Dante e os guelfos brancos, “gibelinos” escondidos, como se chamavam os seguidores do poder imperial, eram uns reacionários empedernidos, representavam, segundo Carducci, "il popolo vecchio," ruínas sócio-humanas do velho patriciado dos tempos antigos que ainda sobreviviam espalhados pela Itália como se Roma não tivesse sucumbido. Como conseqüência, não aceitavam a hegemonia do Papa sobre as cidades italianas, afirmando que as intromissões da Cúria no universo da política não passavam de puras usurpações.
Estatocratas versus Teocratas
Dante em meio a balbúrdia política italiana
Para eles, para os Gibelinos, os imperadores bárbaros do Sacro Império Romano-Germano, fundado por Otão I, o Grande, no século X, eram os legítimos herdeiros da Roma Augusta. Povoada por microestados em que condes, duques, tiranos econdottieri infernizavam a vida um do outro em incontáveis guerras e intermináveis conspirações regadas a mortíferos venenos, a Itália suspirava por tranqüilidade.Le antiche famigle apostavam num príncipe vindo de fora para equilibrar ou contrabalançar a aliança do Sumo Pontífice com o povo miúdo e com a independência comunal. Um reforço contra o desaforamento da plebe.
A favor da sua doutrina, da preeminência imperial sobre a sacerdotal. Dante começou a redigir um tratado em latim, Da Monarquia, provavelmente escrito entre 1310-14, onde lembrava os seguidores do poder teocrático que "mesmo Cristo, em frente a Pilatos, renunciou ao dito regime temporal: `Meu reino - afirmou - não é deste mundo ... meu reino não é daqui'." No final conclama a que o César imperial e o Pedro clerical guardem reverência um para com o outro e, ambos, para "Aquele que é o único governador de todas as coisas, espirituais e temporais". Tudo indica que Dante não ficou muito satisfeito com esta solução, pois, enquanto redigia a Comédia, terminou por povoar vários círculos do Inferno com papas, colocando-os em situações terrivelmente constrangedoras.
Mas os apelos do poeta ao Imperador de nada serviram. Henrique VII deslocou-se até às portas de Florença mas desistiu de assediá-la. Pouco tempo depois morria subitamente, em 1313. Dante expirou no exílio, em 1321, e a única represália que tomou contra seus rivais, que ainda dominavam Florença, foi negar que seus despojos fosse sepultados na sua cidade de origem.
Maquiavel na estrada de Dante
Dois séculos depois, outro florentino, também desterrado, havia perdido as esperanças em qualquer príncipe estrangeiro.

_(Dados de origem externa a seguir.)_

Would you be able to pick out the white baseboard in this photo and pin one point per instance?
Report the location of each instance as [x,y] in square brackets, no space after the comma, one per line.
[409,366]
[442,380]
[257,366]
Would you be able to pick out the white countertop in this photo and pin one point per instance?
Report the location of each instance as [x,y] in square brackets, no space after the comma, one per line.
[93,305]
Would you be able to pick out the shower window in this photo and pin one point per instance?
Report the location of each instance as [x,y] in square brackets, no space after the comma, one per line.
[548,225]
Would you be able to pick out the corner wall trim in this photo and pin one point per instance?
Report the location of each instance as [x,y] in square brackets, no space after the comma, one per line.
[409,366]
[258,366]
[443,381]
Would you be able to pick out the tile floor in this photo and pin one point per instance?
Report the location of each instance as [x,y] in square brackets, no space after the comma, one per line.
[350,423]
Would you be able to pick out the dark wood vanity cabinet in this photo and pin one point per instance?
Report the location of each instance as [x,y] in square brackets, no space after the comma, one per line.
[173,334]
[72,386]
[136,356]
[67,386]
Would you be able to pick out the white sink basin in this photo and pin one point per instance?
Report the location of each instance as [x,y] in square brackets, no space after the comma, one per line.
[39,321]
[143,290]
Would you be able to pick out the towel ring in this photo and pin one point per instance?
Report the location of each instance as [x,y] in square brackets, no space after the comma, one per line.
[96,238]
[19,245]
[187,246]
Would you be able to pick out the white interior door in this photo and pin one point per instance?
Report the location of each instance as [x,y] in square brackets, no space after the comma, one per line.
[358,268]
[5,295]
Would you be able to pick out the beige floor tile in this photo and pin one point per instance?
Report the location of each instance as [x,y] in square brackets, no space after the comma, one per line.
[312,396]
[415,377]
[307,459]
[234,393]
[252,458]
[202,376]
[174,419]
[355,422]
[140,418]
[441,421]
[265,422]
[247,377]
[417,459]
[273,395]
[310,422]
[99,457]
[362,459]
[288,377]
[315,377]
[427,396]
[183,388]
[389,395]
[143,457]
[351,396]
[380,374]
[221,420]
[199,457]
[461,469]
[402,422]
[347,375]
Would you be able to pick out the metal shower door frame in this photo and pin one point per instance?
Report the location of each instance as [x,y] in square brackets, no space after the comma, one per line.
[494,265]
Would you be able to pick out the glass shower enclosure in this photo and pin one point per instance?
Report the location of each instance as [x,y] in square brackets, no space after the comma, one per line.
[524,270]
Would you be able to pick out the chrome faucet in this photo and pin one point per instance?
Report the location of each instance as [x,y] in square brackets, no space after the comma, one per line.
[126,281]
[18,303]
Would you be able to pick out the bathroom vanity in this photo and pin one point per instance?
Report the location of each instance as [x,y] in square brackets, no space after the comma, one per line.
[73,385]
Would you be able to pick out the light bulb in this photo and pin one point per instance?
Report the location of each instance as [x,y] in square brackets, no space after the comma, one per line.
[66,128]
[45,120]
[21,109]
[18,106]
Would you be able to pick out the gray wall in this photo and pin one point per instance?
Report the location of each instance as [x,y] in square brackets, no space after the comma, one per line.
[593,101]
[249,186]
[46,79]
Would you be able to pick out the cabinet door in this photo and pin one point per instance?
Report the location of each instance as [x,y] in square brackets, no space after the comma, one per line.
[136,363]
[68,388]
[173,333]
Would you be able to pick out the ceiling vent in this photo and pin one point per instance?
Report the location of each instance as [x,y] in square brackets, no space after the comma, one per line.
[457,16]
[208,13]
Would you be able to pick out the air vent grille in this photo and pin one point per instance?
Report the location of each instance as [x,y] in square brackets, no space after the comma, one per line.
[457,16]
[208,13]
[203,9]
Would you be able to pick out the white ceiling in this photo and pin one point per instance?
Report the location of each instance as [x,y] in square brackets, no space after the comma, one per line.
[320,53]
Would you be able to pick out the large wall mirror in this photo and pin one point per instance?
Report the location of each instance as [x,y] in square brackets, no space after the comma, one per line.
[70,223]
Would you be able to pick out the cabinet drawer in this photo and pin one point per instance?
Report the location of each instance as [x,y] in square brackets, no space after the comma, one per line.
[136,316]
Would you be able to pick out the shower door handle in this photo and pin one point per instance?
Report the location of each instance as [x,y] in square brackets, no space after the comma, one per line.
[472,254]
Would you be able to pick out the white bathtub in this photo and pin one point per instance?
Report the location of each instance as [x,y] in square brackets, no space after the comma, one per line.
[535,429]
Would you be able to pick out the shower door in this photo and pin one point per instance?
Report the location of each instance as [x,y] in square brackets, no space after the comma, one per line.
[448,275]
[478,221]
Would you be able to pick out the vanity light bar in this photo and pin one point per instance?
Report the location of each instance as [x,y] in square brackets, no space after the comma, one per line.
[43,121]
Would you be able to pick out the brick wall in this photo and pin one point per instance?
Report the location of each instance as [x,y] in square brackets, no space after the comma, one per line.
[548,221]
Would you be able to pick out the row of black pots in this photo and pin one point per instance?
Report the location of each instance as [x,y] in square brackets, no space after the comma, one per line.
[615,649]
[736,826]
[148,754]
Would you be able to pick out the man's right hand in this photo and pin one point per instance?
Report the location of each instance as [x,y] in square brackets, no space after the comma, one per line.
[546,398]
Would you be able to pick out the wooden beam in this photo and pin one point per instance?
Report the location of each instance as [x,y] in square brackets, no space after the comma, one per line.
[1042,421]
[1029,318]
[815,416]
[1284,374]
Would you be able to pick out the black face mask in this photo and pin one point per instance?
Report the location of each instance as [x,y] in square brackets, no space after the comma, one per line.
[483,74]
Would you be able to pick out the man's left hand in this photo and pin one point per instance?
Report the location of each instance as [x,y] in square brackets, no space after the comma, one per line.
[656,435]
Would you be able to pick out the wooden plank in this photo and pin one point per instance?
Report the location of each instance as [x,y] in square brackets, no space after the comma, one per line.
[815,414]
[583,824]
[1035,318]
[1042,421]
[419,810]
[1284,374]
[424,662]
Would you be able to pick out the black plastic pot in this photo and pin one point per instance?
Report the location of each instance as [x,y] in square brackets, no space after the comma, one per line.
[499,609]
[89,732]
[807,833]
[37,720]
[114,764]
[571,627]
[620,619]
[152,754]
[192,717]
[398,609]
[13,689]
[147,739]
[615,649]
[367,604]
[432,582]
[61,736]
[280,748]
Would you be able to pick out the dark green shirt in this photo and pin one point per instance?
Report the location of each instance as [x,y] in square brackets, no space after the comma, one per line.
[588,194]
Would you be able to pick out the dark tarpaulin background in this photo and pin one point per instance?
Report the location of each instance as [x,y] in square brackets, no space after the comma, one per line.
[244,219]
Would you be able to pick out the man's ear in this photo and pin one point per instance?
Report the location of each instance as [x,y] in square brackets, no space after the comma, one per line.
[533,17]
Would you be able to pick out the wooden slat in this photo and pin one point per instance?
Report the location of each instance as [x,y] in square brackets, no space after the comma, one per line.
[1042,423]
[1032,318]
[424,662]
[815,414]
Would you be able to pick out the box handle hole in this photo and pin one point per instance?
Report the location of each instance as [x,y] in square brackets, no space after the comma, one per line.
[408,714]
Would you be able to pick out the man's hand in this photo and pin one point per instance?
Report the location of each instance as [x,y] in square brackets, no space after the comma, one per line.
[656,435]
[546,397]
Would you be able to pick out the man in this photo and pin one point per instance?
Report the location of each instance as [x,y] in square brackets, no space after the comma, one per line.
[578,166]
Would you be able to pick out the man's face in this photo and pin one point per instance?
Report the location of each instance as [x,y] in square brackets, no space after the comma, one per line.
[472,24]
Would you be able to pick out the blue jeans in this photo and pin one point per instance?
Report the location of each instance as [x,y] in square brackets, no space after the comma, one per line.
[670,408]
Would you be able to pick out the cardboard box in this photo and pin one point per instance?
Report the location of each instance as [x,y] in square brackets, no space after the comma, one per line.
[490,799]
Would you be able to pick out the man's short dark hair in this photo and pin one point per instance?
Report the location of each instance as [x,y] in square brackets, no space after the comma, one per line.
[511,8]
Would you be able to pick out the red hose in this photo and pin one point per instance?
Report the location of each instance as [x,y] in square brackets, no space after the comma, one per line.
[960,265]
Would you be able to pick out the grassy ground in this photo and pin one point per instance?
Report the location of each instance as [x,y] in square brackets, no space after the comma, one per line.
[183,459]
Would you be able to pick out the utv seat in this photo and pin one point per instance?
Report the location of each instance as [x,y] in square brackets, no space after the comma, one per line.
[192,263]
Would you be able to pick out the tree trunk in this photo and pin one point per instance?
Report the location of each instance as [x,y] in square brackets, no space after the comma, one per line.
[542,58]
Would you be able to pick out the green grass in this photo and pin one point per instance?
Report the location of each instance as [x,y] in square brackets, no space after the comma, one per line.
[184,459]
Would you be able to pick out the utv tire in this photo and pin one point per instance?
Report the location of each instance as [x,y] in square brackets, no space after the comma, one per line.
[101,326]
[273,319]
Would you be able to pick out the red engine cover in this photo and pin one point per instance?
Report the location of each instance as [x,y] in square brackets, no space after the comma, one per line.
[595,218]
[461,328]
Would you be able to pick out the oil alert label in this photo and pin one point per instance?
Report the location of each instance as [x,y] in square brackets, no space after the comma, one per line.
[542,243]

Para Maquiavel, a Itália estava sendo sistematicamente pilhada por reis franceses e espanhóis, conquistadores transalpinos que haviam submetido a própria Florença ao saque. Tal como nos tempos do ilustre poeta toscano, o país se encontrava dilacerado em suas lutas fratricidas, alimentadas pela rivalidade empresarial e comercial das cidades-estado, que a presença estrangeira acirrava ainda mais. As expectativas de Maquiavel voltavam-se para um tirano italiano, qualquer um que fosse, desde que pusesse fim à anarquia e "ao bárbaro domínio" dos reis transalpinos. No capítulo final de O Príncipe, de 1512, afirma que a Itália merecia "um seu redentor." Mas a península ainda teve que esperar muitos séculos para alcançar sua unidade.
Quando o fez, no século XIX, (a unidade Italiana foi celebrada em 1861) não foi por nenhum imperador gótico, como esperava Dante, ou por um tirano acima da lei, dotado de vontade de poder, como vaticinava Maquiavel, mas sim pelas mãos de um gorducho, insosso mas ardiloso, como Cavour.